Introduction

Star rating reviews are inherently flawed. This is notable in the movie review community where critics have ranked Citizen Kane alongside Ghostbusters as the same rating. Yelp suffers some of these same types of problems due to simply relying on humans to decipher their star rating.

When a Yelper looks to Yelp for ratings, what is useful data? More often than not, Yelpers justify their choices by saying “It has 5 stars!” A quick glance at the star rating can make the difference between the user giving a new restaurant a try or making an appointment at a new doctor. This also sets a certain level of expectation of the experience. Jeopardizing this relationship with a user could be economically critical to both Yelp and the businesses they serve.

Can we realign the star ratings based on how positive (or negative) a review is?

Methods and Data

The focus of the exploratory analysis was on the Yelp academic review data solely. My goal was to figure out why users rate their reviews above average at all. The figure below shows the distribution of star ratings:

Expectations on a 5-star rating system would be that an average review would be 2.5 stars.

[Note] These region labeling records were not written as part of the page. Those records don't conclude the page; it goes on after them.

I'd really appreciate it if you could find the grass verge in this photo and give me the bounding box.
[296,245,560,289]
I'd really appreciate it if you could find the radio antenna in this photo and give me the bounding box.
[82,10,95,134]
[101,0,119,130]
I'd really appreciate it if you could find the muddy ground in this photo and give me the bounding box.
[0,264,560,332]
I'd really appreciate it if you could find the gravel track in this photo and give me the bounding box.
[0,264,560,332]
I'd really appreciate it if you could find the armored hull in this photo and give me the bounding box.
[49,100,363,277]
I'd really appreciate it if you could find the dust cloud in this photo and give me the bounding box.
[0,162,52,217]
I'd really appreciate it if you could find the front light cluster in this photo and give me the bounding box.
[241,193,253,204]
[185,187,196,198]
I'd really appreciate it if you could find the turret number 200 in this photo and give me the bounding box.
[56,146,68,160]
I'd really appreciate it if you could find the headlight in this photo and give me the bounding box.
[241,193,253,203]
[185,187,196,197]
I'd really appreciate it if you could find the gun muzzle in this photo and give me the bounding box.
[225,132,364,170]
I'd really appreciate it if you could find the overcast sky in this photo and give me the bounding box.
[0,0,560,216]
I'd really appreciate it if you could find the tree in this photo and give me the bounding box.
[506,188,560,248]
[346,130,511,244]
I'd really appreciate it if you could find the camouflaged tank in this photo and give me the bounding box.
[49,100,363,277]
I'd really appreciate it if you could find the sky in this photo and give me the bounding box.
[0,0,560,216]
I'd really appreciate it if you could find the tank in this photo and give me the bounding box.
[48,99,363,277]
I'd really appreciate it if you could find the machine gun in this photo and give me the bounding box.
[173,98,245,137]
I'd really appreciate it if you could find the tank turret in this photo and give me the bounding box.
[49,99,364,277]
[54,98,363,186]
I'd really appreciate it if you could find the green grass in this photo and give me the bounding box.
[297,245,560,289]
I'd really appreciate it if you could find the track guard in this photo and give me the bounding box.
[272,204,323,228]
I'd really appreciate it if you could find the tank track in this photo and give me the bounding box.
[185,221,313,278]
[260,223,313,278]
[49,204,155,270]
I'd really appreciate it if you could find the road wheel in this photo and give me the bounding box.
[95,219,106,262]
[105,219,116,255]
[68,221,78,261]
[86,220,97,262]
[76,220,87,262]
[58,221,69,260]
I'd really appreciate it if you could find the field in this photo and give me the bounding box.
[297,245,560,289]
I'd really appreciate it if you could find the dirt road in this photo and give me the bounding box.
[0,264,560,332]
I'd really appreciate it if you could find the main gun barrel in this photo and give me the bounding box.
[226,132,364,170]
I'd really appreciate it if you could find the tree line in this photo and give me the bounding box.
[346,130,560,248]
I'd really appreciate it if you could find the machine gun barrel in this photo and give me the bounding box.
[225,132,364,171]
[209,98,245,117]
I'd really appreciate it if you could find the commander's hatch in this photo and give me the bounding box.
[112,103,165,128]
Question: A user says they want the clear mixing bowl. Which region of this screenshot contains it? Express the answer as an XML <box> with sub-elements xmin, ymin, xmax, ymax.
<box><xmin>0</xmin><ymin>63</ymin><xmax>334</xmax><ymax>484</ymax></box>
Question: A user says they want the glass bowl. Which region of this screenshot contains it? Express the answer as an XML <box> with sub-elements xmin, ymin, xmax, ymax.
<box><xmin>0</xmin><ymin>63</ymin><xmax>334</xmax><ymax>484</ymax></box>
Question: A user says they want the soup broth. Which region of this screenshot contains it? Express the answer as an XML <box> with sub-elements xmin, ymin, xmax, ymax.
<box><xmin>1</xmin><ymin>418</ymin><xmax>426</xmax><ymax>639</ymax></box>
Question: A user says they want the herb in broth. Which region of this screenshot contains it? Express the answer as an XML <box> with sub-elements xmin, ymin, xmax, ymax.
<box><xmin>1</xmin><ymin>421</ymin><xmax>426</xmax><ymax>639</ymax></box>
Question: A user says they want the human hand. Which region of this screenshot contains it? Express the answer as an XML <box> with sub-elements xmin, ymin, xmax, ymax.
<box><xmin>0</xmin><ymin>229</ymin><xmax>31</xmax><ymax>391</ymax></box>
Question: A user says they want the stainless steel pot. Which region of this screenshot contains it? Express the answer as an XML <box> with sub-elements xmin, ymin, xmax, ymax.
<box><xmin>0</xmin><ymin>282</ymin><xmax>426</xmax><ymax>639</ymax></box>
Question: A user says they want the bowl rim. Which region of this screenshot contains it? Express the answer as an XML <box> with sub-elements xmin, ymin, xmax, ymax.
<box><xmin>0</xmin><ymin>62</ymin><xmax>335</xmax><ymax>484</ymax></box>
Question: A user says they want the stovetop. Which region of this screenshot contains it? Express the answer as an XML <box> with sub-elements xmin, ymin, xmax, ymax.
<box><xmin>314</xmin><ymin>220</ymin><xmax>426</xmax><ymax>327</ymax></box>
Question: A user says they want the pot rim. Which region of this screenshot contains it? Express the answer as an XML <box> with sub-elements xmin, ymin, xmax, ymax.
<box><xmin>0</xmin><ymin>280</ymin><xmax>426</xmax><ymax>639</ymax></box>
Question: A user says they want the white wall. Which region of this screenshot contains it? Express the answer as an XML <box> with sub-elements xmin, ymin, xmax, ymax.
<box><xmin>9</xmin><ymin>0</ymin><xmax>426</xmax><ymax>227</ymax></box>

Based on users own admissions, the average star rating on the academic dataset is 3.74 stars. This is over a full star rating from what “above average” means.

Preparing the data

To prepare the review text for processing, I ran a few potential tests to find accuracy problems. The amount of stop words and potential issues from misspellings drove me to make the following preprocessing changes to the review data:

  1. I’ve removed all punctuation and converted everything to lowercase.

  2. Using the Natural Language Toolkit, I took this preprocessed data, removed common stop words and utilized the Porter Algorithm to reduce to their roots. I also prepended any word that follows “never” or “no” or “not” with “NEG_” – the goal being to remove words that are negated by the prior word.

Modeling Methods

Since the Yelp data is biased to begin with, the best potential outcome is being able to find out an external source to rank content.

My Naive Bayes classifier was trained using the widely available Opinion Lexicon from Bin Liu, Minqg Hu, and Junsheng Cheng’s work on review text. This lexicon includes commonly misspelled words and discerns the difference between positive and negative words specifically when it comes to giving an opinion. To increase accuracy, I’ve also added the Porter Algorithm version of the words to both positive and negative.

The results of tests from the model:

accuracy: 0.7049469964664311
positive precision: 1.0
negative precision: 0.704773129051267

70% accuracy might seem low, but accuracy is up for debate in the community. Researchers at the University of Pittsburgh found only 82% of humans agree on sentiment. 70% is acceptable for this dataset, along with the precision. We know our dataset is biased toward the positive.

The data was ran against this model, gathering many factors:

  1. Does the model think this review as a whole is positive or negative?
  2. How does the model classify the “bag of words” for each review?
  3. How confident is the model that this is positive or negative?

Results

In order to get the results on the model, I ran the full review data set against the trained Naive Bayes model.

Looking at the reviews as whole text, the model found a large majority of positive comments.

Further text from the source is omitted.